E-mobility and the energy transition: the potential of Vehicle-to-Home

E-mobility and the energy transition: the potential of Vehicle-to-Home

Electric cars are a resource not only for mobility, but also for the domestic grid: they can help increase network stability, lower electricity costs, and contribute to climate protection. And, to this end, Audi is participating in an innovative research project on bidirectional charging.

Audi is working towards an ambitious target: making its vehicle fleet CO2-neutral by 2050, in line with the objectives of the Paris Climate Agreement. The brand with the four rings will be launching a wide range of fully electric models over the next five years, as electric cars become an increasingly central part of a broader sustainable mobility offer.

Focus therefore also needs to turn to how electricity is produced: the use of renewable energies is on the rise across Europe, but wind and solar power generation is not always constant. On sunny days or when there are strong winds, there is often a lack of capacity to store the generated energy that the grid cannot use.

The potential of electric cars

This is when electric cars can be useful. As numbers increase, their batteries can also be used as mobile energy storage units. That’s why Audi and the Hager Group, a supplier of equipment and electrical services for residential buildings, have joined forces to develop a solution with economic benefits that also offers greater energy supply security: bidirectional charging.

Electric mobility is bringing the automotive industry and the energy sector closer together. The battery of an Audi e-tron could supply a single-family home with energy for around one week independently”, explains Martin Dehm, technical project manager for bidirectional charging at Audi. “We want to exploit this potential”.


Vehicle to Home

The idea is simple: the battery of the electric car not only is charged via the wall box at home but can also supply energy back to the house when needed. If the house has a photovoltaic system, the electric car can also serve as a temporary storage medium for the domestically generated electricity.

Bidirectional charging at home – also known as Vehicle to Home (V2H) – has the potential to reduce electricity costs and increase network stability, guaranteeing supply in the event of a blackout.


Careful management

In practice, the system requires a high level of interaction between different technical components, as well as careful management by the tracking software. An Audi e-tron with near-series charging technology operated with a DC wall box with a charging capacity of up to 12 kW was used in the research project.

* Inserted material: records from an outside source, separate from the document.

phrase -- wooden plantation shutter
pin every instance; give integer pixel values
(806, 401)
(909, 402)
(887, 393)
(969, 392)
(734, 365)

A 9 kWh extendable home storage unit was also used, although this is not a necessary requirement for bidirectional charging. Thanks to the DC voltage level in the overall grid, the connection between the PV system and the vehicle does not require an inverter.

Savings and safety

Bidirectional charging is particularly useful where home owners have their own photovoltaic system because they can benefit from optimised costs by storing excess electricity. But there are also benefits for customers on variable rates: the electric car can supply energy at times when electricity prices are high, ensuring domestic supply. At night or during cheaper times of the day, the car then uses inexpensive electricity to recharge.

Bidirectional charging also provides other benefits beyond pure cost optimisation. In the event of a blackout, for example, the system can provide the house with energy or even supply a building without a grid connection independently in what is known as stand-alone operation.


Everyday usability

The system’s developers made usability a top priority. “The intelligent charging system manages the battery status, thereby maximising the effectiveness of the overall system. All users have to do is plug in the car, and the rest happens automatically”, says Dehm.

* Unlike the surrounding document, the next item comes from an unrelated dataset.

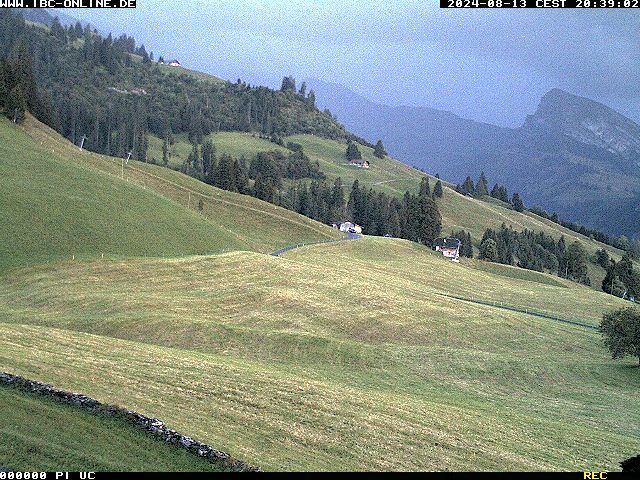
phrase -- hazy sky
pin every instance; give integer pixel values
(486, 65)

The joint research project has proven two essential things. Firstly, customers who have their own PV system can optimize their mobility in terms of costs and CO2 emissions, taking some of the burden off the grid at the same time – that means customers who own an electric car can make an important contribution to the success of energy transition. Secondly, the intelligent use of the HV battery in the vehicle also opens up the possibility of using an existing resource – previously employed purely for mobility purposes – in a sustainable way.